No obstante, las guerras de conquista se habían prolongado más de lo previsto y este panorama de paz habría todavía de demorarse un poco. Trajano era uno de esos hombres que creía que un Imperio grande y poderoso sólo podría sobrevivir avalado por la fuerza de las armas, por lo que dedicó sus esfuerzos a ensanchar y consolidar los límites del Imperio, convencido de poder rechazar hacia el exterior a cuantas potenciales amenazas pudiesen presentarse. Volvió a afirmar la disciplina de los ejércitos, tratando de recuperar las míticas virtudes de la época republicana, alejándolos de las debilitantes costumbres de Oriente: al derrotar a los germanos celebró su triunfo a pie, como a pie permaneció al ser elegido cónsul mientras su antecesor permanecía sentado. Cuidadoso con las instituciones que Augusto había diseñado, reforzó y dio nuevas funciones al Senado, mostrando un estilo de gobernar basado en la austeridad y en la justicia, al tiempo que sus dotes personales y su capacidad de trabajo hacían de él un magnífico administrador de la cosa pública. Pasó la mayor parte de su reinado conquistando las fronteras donde se preveían potenciales amenazas para la seguridad y la estabilidad del Imperio: primero Germania y luego las regiones danubianas, que los relieves de la columna Trajana conmemoran; mientras dominaba y extendía los confines de Roma hacia las tierras de la actual Rumanía, sus eficaces generales hacían valer en otras fronteras el poder incontestable del Imperio: en Arabia y en la Iberia de Asia, mientras él en persona llevaba la guerra a esa región que habría de mantener en pie de guerra en constante desafío al Imperio, el mundo persa, Armenia y Mesopotamia. Tras dominar Babilonia regresó victorioso pero exhausto, por lo que falleció camino de Roma en el año 117. El principio de la adopción permitió incorporar al gobierno del Imperio como heredero de la máxima magistratura al príncipe que el emperador considerase digno de sucederle.
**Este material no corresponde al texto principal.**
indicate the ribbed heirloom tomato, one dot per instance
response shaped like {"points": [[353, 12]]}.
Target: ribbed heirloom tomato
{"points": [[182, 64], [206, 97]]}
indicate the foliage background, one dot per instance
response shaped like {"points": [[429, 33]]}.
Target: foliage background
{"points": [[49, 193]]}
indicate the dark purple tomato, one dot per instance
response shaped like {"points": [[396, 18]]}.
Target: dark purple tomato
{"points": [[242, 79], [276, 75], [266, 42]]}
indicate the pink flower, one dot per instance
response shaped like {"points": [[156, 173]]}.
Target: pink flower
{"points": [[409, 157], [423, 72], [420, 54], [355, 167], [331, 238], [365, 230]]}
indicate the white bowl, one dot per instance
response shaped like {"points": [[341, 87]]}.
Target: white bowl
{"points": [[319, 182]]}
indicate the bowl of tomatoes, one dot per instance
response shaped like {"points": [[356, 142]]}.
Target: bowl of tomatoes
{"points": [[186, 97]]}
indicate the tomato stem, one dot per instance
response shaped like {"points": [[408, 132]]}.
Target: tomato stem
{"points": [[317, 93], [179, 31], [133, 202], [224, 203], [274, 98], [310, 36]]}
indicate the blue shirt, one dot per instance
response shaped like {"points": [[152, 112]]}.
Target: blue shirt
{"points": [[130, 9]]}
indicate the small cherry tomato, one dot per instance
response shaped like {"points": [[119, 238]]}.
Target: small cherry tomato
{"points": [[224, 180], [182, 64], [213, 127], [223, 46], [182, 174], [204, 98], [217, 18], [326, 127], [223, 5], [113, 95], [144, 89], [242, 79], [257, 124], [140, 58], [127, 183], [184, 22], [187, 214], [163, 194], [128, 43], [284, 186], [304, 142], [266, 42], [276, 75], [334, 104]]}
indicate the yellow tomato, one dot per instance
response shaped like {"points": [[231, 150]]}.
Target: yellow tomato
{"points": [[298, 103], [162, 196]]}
Esta norma, fundamental en el éxito del sistema sucesorio en el Imperio, llevó al Imperio a otro hispano, Publio Elio Adriano, lejanamente emparentado con Trajano y también nacido en Itálica. Buen soldado, forjado en las guerras de Siria, se reveló desde los inicios de su mandato como un hombre de sensibilidad y visión política muy alejadas de las de su antecesor. Adriano entendió que el Imperio había llegado a los confines del mundo conocido y que ninguno de sus enemigos había podido presentarle batalla duradera, considerando que había llegado el momento de desarrollar en la paz los ideales de esa nueva Edad de Oro que se sentía próxima y que correspondía a su reinado hacer realidad. Amante de la cultura griega, dedicó su reinado a recorrer sus amplios territorios con un sentido universalista de su raza: viajó por Germania, Britania, las Galias, Hispania, África, Grecia, Asia Menor, Egipto y Oriente. Su política ayudó a reforzar las fronteras y a consolidar el sentido de pertenencia de los distintos pueblos que vivían bajo la égida de Roma: a diferencia de Trajano, que emulaba a Augusto tanto en su política austera como en su enaltecimiento de Roma mediante el fortalecimiento de Occidente, Adriano era un sofisticado intelectual que amaba y comprendía a Oriente, que condescendía con los refinamientos de sus antiguas culturas y que no veía amenaza alguna para el Imperio en las relajadas costumbres orientales.

                                 
Busto del emperador Adriano. Palacio Real de Madrid.